Französische Kampfjets haben in der Nacht zum Montag Ziele des "Islamischen Staates" (IS) in und bei al-Raqqa in Syrien bombardiert. Aus der syrischen "IS-Hauptstadt" wurden mehrere Explosionen gemeldet, unter anderem dürfte ein Waffenlager getroffen worden sein. Die Berichtslage aus Raqqa ist jedoch dürftig und nicht abgesichert. Es gibt allerdings im Untergrund eine Aktivistengruppe namens "Raqqa is Being Slaughtered Silently", die auf dem Weg über soziale Medien Informationen liefert.
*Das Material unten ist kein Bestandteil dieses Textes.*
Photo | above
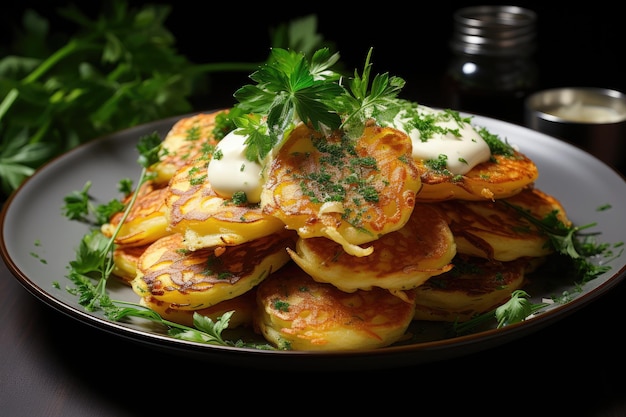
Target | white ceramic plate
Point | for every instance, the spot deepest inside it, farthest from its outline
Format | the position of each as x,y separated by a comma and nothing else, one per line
38,243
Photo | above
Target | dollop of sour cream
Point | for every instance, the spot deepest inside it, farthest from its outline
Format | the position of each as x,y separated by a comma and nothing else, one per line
437,132
230,171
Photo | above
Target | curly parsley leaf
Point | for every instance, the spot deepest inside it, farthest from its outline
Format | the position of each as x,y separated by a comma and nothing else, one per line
289,88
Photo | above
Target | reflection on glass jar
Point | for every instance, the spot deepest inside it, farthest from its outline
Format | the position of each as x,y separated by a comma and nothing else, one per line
492,69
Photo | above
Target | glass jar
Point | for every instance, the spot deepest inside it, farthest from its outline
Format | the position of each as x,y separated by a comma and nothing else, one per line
492,69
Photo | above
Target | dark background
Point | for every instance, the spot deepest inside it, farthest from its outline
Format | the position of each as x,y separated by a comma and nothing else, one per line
578,45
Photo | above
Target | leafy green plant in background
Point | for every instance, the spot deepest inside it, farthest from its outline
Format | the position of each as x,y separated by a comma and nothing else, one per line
116,71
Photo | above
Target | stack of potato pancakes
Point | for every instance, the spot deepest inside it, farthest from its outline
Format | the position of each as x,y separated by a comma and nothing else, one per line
348,244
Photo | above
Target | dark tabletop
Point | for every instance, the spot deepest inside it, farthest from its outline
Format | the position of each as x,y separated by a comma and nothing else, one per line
54,365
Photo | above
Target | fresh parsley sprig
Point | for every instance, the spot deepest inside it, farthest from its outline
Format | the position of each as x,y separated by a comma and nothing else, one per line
93,265
379,100
290,89
517,309
115,70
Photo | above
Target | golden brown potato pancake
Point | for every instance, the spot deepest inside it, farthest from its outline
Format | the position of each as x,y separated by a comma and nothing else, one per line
191,280
473,286
401,260
243,307
146,222
206,219
351,192
493,230
125,260
503,176
296,312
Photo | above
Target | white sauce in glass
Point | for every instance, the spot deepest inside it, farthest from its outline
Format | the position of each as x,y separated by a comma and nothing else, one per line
232,171
587,113
463,151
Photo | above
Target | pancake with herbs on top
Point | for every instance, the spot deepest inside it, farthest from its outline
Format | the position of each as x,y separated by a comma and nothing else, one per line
459,160
191,280
473,286
401,260
146,222
501,230
296,312
349,191
189,138
206,219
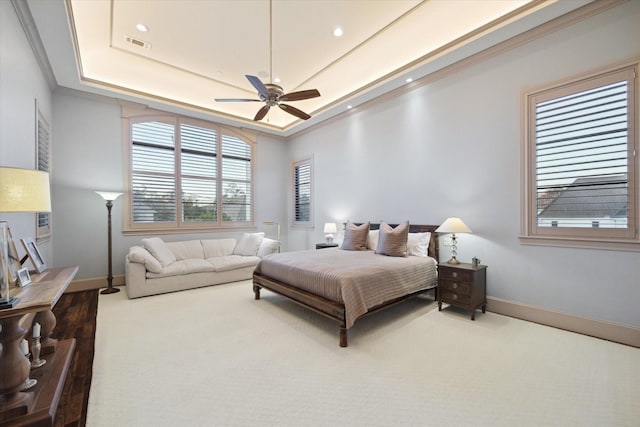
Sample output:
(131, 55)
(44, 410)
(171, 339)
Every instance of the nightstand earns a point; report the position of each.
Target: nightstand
(326, 245)
(463, 285)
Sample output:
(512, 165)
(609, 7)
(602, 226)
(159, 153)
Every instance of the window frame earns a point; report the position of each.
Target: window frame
(584, 237)
(131, 116)
(306, 161)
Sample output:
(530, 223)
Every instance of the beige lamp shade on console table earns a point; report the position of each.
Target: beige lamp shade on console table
(38, 405)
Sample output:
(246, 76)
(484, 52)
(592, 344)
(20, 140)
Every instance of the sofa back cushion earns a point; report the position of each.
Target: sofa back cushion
(190, 249)
(159, 249)
(249, 244)
(218, 247)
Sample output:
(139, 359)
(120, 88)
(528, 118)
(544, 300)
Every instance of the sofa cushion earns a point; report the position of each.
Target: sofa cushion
(249, 244)
(190, 249)
(140, 255)
(218, 247)
(268, 246)
(182, 267)
(159, 249)
(231, 262)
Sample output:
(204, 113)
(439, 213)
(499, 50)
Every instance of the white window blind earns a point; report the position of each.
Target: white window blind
(187, 175)
(302, 196)
(43, 219)
(582, 158)
(581, 182)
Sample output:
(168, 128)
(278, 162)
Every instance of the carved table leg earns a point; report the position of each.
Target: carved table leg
(15, 370)
(343, 336)
(47, 322)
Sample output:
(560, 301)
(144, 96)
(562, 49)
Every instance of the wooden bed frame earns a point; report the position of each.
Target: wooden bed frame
(335, 310)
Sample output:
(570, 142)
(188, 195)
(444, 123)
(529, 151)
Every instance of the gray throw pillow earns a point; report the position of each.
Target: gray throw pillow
(393, 241)
(355, 237)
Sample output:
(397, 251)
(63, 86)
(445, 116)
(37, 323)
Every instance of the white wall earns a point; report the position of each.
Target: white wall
(21, 83)
(452, 148)
(89, 155)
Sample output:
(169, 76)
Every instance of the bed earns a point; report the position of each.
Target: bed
(346, 285)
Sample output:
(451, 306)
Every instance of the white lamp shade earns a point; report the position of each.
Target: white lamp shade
(108, 195)
(453, 225)
(24, 190)
(330, 227)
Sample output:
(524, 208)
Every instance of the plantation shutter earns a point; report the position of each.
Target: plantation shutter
(43, 219)
(198, 173)
(153, 172)
(582, 156)
(236, 180)
(302, 192)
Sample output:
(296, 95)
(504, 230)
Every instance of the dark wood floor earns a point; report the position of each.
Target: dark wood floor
(76, 318)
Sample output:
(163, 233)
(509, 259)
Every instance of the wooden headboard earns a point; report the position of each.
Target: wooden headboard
(434, 247)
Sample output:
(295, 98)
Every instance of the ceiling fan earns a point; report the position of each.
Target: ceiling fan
(272, 95)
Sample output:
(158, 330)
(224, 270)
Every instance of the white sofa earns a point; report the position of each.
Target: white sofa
(157, 267)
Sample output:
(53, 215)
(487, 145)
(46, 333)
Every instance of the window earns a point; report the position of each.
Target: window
(187, 174)
(581, 179)
(302, 193)
(43, 136)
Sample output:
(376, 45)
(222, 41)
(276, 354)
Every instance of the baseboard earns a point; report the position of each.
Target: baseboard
(94, 283)
(615, 332)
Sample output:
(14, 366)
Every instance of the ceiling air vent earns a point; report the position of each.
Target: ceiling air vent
(137, 42)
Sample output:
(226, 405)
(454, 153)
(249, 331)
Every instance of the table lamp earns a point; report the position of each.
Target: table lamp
(329, 229)
(23, 191)
(453, 225)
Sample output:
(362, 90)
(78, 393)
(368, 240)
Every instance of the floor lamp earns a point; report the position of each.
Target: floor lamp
(109, 198)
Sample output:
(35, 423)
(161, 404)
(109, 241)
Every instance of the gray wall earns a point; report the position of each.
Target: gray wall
(452, 148)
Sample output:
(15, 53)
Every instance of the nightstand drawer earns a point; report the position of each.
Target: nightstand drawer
(453, 298)
(455, 286)
(459, 275)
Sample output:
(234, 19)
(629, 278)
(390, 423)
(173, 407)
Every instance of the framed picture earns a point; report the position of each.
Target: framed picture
(34, 254)
(14, 261)
(23, 277)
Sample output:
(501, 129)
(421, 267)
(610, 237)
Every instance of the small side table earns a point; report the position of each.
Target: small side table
(326, 245)
(463, 285)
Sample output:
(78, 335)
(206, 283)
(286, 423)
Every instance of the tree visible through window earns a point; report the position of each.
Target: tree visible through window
(189, 174)
(580, 149)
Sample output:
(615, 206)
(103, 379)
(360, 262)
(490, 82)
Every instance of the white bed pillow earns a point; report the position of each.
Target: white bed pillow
(418, 244)
(248, 244)
(372, 241)
(159, 249)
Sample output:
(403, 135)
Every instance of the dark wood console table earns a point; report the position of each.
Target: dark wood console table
(38, 405)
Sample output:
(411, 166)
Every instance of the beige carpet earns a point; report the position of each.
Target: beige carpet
(216, 357)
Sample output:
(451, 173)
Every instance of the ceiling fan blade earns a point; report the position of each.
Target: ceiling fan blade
(300, 95)
(236, 100)
(260, 87)
(293, 110)
(261, 113)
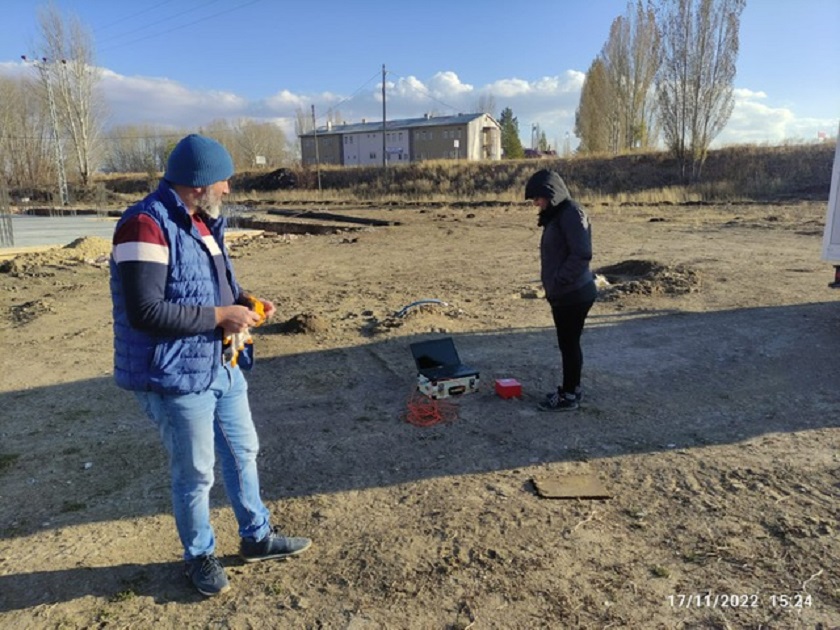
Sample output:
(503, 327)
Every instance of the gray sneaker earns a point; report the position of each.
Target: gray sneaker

Demnach seien militärische Ziele getroffen worden.

Auch die USA griffen den IS an: Im Rahmen ihrer neuen Offensive mit dem Ziel, die Einnahmequellen des IS zu zerstören, wurden in der Nähe von Deir al-Zor im Osten Syriens 118 Tanklaster bombardiert, berichtete die "New York Times". Seit Oktober fliegt die US-Luftwaffe Einsätze gegen ölproduzierende Anlagen gezielt so, dass sie möglichst schwer reparabel sind.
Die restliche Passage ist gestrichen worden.